How can I programmatically enumerate and delete Edge browser's cookies?
They don't appear to be among the IE cookies in temporary internet files, and therefore seem not to be returned by the FindFirstUrlCacheEntry
/FindNextUrlCacheEntry
API calls.
I can see cookie files in
Cookies are different from your cache or browser history. A web cache is another piece of information that is stored on your computer. Unlike cookies which store your information, cache temporarily stores web documents such as HTML pages. This allows websites you’ve already visited to load quickly and use less bandwidth.
What is the distinction of the three directories? How can they be accessed and individual cookies be deleted programatically?
1 Answer
This isn't going to be a perfect answer, but perfect enemy of good etc.
It seems like Edge still uses at least the first two locations. I don't see any recent cookies in the last one. However, maybe that is just coincidence.

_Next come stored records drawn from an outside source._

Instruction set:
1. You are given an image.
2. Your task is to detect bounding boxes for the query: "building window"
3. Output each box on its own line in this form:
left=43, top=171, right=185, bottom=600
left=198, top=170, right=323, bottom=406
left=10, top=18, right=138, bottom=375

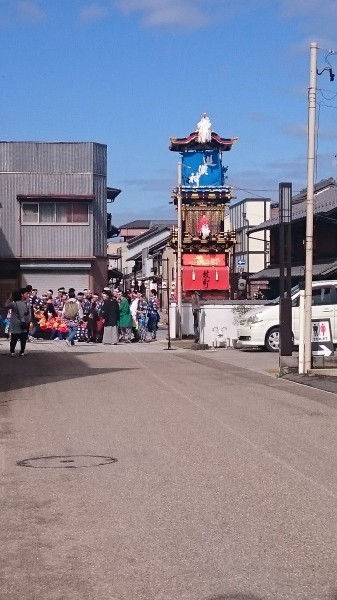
left=21, top=202, right=89, bottom=225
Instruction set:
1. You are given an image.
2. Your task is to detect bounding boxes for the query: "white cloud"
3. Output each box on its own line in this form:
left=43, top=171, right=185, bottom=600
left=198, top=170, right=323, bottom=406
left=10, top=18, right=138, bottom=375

I've tried running several windows and tabs to see if different folders get used by different content processes, but I've not been able to figure out much in that department, either.
What I can tell you is the format of these files: they are '*n'
separated cookie collections. Every cookie has a number of fields, which are 'n'
-separated.
Edit (2015/12/16): Just stumbled across my own answer here again, and I need to note that some of the cookie field values themselves can end with '*'
in which case searching for the '*n'
delimiter will think that the cookie finishes early. No, the values are not escaped (which would make sense...). So your best bet is really to just count the number of lines, which is unfortunate. This was fixed in the first portion of this patch for Firefox, which is present in Firefox 44 and later.

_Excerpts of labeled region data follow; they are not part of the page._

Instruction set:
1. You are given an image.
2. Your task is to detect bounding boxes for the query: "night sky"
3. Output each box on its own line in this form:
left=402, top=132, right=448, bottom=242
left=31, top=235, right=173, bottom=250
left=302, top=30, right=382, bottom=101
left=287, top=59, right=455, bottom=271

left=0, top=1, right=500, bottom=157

Cookies Where Are They Stored Windows 10
Windows 10 Problems
The cookie fields are documented in Firefox's source code:
The cookie file format is a newline-separated-values with a '*' used as delimeter between multiple records.Each cookie has the following fields:
- name
- value
- host/path
- flags
- List item
- Expiration time most significant integer
- Expiration time least significant integer
- Creation time most significant integer
- Creation time least significant integer
At least, this seems to have been the format in IE, and the format here seems to be so similar that I would be surprised if they were materially different.